Four Teams Funded to Work on Advancements in Vehicle Automation and Connectivity That Will Reduce Emissions and Create Jobs
WASHINGTON, D.C. — The U.S. Department of Energy today announced $18 million in funding for four cutting-edge projects that will help passenger vehicles operate more efficiently, reduce energy consumption, and contribute to the Biden Administration’s goal of reaching net-zero carbon emissions by 2050. This funding is part of Phase II of the Advanced Research Projects Agency-Energy’s (ARPA-E) Next-Generation Energy Technologies for Connected and Automated On-Road Vehicles (NEXTCAR) program.
“The same nifty features that are making cars easier to drive can also make them way more efficient, use less gas, and save drivers money at the pump,” said Secretary of Energy Jennifer M. Granholm. “These technologies are a win-win for drivers, and they’re also going to lead to more jobs, a cleaner transportation sector, and rapid progress towards our carbon-free future.”
Launched in 2016, ARPA-E’s NEXTCAR program focuses on reducing vehicle energy consumption by developing Connected and Automated Vehicle (CAV) technologies that optimize vehicle dynamic controls and powertrain operation, allowing a vehicle to automatically process and react to its surrounding environment, traffic conditions and nearby vehicles. Current CAV technologies predominantly focus on the improvement of vehicle safety and adding driving convenience, while NEXTCAR is among the first of research efforts in this space to specifically focus on developing CAV technologies to reduce vehicle energy use.

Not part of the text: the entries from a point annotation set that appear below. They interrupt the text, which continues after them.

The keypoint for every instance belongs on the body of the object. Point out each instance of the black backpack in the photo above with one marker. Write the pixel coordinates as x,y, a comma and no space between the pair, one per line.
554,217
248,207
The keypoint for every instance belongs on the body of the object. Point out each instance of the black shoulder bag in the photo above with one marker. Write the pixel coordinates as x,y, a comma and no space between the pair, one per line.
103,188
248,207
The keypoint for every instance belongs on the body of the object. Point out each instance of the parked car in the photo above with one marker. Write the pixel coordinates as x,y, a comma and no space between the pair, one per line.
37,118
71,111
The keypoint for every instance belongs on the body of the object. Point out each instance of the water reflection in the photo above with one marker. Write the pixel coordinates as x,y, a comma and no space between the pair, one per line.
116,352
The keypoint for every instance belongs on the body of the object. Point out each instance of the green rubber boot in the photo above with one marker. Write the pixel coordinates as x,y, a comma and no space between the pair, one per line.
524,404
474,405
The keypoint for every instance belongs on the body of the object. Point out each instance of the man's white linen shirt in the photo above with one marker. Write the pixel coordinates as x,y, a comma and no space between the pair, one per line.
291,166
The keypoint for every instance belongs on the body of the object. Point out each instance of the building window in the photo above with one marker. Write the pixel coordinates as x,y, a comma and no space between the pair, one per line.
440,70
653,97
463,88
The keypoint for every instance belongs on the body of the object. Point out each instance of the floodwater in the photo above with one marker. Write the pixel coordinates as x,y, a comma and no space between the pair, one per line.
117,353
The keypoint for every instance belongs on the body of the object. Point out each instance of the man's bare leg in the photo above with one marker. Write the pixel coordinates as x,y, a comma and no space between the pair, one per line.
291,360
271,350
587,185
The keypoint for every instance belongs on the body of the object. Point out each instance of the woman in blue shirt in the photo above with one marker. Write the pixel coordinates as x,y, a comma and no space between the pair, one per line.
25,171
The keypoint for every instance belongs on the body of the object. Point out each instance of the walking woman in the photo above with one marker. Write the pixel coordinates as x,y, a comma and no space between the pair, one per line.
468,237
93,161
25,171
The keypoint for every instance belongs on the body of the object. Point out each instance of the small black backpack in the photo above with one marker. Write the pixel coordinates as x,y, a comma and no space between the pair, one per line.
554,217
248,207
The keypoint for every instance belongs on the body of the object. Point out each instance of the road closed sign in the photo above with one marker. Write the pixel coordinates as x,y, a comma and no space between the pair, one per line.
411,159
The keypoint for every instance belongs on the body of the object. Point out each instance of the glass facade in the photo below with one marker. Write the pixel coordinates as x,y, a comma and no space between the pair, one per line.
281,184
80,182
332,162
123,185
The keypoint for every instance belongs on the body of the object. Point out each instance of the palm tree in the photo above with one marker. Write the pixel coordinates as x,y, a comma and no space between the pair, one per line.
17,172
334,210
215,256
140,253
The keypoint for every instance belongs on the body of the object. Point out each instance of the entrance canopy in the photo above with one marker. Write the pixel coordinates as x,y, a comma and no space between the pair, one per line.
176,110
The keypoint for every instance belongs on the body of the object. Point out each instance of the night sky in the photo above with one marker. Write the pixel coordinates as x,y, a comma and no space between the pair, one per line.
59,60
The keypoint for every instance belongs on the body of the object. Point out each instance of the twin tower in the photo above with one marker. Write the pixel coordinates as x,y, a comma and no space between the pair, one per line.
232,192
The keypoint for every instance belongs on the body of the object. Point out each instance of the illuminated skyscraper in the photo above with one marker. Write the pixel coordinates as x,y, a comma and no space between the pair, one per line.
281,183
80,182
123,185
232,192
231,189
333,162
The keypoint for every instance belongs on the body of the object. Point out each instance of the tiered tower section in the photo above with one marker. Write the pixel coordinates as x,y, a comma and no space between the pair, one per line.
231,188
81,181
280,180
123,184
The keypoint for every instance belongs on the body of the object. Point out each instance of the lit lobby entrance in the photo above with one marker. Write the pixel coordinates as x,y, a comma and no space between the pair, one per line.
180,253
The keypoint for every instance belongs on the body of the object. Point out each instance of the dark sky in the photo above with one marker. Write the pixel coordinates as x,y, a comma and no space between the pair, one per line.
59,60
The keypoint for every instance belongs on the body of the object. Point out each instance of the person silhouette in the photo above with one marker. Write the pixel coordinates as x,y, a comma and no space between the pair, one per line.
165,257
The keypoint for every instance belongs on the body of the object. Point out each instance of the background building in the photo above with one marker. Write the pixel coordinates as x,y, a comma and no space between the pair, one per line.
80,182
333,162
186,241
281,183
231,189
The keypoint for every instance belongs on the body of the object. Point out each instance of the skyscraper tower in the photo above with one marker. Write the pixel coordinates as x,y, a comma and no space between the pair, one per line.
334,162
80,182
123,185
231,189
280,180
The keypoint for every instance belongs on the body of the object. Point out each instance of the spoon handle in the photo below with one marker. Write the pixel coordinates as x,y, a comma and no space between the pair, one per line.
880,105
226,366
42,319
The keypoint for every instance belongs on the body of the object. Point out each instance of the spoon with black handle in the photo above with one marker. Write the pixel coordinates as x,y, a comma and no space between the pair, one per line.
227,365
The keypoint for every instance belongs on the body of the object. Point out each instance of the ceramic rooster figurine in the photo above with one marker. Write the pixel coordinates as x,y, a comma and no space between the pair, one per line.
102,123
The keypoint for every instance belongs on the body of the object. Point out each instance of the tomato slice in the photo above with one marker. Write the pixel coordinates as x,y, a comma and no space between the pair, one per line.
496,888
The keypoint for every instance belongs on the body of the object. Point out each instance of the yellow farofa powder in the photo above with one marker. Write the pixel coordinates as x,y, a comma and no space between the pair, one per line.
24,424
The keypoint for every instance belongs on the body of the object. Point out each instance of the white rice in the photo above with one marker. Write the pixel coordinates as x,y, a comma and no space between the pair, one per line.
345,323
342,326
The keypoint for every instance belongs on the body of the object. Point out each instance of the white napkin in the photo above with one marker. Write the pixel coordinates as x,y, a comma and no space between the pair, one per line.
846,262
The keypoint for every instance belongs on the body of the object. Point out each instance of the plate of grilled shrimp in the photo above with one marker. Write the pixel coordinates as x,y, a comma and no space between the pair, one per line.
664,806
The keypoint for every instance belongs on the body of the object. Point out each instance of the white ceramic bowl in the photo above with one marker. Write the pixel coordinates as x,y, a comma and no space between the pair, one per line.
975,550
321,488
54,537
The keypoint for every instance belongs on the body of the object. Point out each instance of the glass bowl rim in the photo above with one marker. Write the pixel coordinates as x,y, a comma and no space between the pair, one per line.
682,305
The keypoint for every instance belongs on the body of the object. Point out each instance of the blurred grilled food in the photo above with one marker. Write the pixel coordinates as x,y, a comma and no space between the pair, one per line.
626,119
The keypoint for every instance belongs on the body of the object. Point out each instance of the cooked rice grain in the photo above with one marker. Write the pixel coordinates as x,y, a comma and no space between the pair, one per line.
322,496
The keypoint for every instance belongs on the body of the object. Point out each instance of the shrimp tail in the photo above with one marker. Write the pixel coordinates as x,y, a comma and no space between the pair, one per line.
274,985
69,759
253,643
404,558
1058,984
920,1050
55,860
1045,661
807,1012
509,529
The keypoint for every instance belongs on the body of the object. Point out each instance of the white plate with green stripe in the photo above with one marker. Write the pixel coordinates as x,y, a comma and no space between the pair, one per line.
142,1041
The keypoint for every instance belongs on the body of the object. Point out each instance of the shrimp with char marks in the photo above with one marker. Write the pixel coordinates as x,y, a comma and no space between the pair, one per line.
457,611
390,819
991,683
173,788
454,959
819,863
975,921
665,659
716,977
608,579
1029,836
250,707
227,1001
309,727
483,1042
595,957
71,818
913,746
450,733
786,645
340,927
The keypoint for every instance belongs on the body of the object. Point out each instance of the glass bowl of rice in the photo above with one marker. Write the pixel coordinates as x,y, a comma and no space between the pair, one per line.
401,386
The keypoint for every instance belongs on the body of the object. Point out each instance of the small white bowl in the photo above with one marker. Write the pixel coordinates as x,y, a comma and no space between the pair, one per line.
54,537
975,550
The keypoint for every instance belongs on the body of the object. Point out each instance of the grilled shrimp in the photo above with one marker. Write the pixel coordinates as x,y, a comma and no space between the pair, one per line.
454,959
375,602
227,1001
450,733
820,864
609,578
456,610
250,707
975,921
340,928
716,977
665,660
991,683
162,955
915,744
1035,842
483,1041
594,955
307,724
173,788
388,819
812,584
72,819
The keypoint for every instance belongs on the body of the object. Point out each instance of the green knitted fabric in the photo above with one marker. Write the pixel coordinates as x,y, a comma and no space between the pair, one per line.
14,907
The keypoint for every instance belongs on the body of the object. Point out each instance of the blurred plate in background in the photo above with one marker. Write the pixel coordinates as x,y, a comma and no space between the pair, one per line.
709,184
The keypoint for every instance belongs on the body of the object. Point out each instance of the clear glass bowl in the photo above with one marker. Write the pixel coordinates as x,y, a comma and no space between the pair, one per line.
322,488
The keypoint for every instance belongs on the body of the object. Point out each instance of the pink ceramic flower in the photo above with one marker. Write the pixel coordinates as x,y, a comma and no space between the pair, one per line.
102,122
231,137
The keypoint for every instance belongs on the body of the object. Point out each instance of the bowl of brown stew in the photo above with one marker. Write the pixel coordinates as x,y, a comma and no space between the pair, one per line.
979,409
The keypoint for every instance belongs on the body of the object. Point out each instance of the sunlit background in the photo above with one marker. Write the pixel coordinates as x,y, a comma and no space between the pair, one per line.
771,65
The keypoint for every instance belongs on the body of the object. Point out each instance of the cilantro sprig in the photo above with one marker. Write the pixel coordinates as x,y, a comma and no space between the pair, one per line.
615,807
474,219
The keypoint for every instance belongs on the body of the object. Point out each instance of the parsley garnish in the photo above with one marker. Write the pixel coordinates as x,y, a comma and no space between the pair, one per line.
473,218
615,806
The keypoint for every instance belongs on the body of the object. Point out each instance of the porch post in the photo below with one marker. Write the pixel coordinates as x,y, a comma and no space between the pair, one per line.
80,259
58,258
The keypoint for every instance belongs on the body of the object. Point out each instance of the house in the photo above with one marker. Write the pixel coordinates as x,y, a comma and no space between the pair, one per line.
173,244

Phase I of NEXTCAR focused on the development of CAV technologies for use in all vehicle classes, including cars, trucks, and buses, with the goal of enabling a 20% reduction in energy consumption. The teams moving on to Phase II of NEXTCAR are building on these goals with a specific focus on light-duty passenger vehicles, a 30% reduction in energy consumption, and taking vehicles to Level 4 of automation, where a vehicle is able to perform all driving operations on its own with optional human override.
“Michigan workers, manufacturers and universities are the best in the world and continue to lead the development of next generation vehicles. Michigan Tech is one of those institutions leading the way in creating longer range electric and autonomous vehicles, improving safety and making our cars more energy efficient. This investment will ensure Michigan remains a global leader,” said Senator Debbie Stabenow.
The four teams selected to receive $18 million in funding through Phase II of NEXTCAR are:
- The University of California Berkeley (Berkeley, CA): UC Berkeley will adapt and expand their eco-route, eco-drive, and eco-charge controls to leverage connectivity and Level 4 automation to generate additional efficiency benefits in electrified vehicles. Award amount is $3,474,864.
- Michigan Technical University (Houghton, MI): MTU will expand its set of test vehicles, leveraging connectivity and Level 4 automation technologies to identify additional opportunities for efficiency and range optimization. Award amount is $4,498,650.
- Ohio State University (Columbus, OH): OSU will integrate advanced system-level optimization and control technologies for a PHEV with Level 4 automation; working to improve energy efficiency by more than 30%. Award amount is $4,933,933.
- Southwest Research Institute (San Antonio, TX): SwRI will adapt and expand its predictive eco-routing, eco-driving, and hybrid power control strategies using vehicles with L4 automation. Award amount is $5,250,000.
Light-duty vehicles, like those targeted through NEXTCAR Phase II, are responsible for almost 60% of overall energy consumption in all vehicles across the transportation sector. CAV technologies can increase vehicle efficiency, which in turn can drastically reduce emissions across the transportation sector, leading to a more efficient domestic vehicle fleet and further reducing U.S. dependence on fossil fuels.
“NEXTCAR Phase I teams successfully demonstrated that technological advancements in connectivity for automated vehicles can greatly improve the efficiency of our transportation sector.” said ARPA-E Acting Director and Deputy Director for Technology Jennifer Gerbi. “We are eager to see how these Phase II teams can continue this crucial work in designing the efficient vehicle fleet of the future.”
Ten teams were originally selected under NEXTCAR Phase I to receive $32 million in funding. In addition to the $18 million being provided to the four teams from Phase II at this time, additional funding will be provided at a later date for program-wide demonstration and testing activities.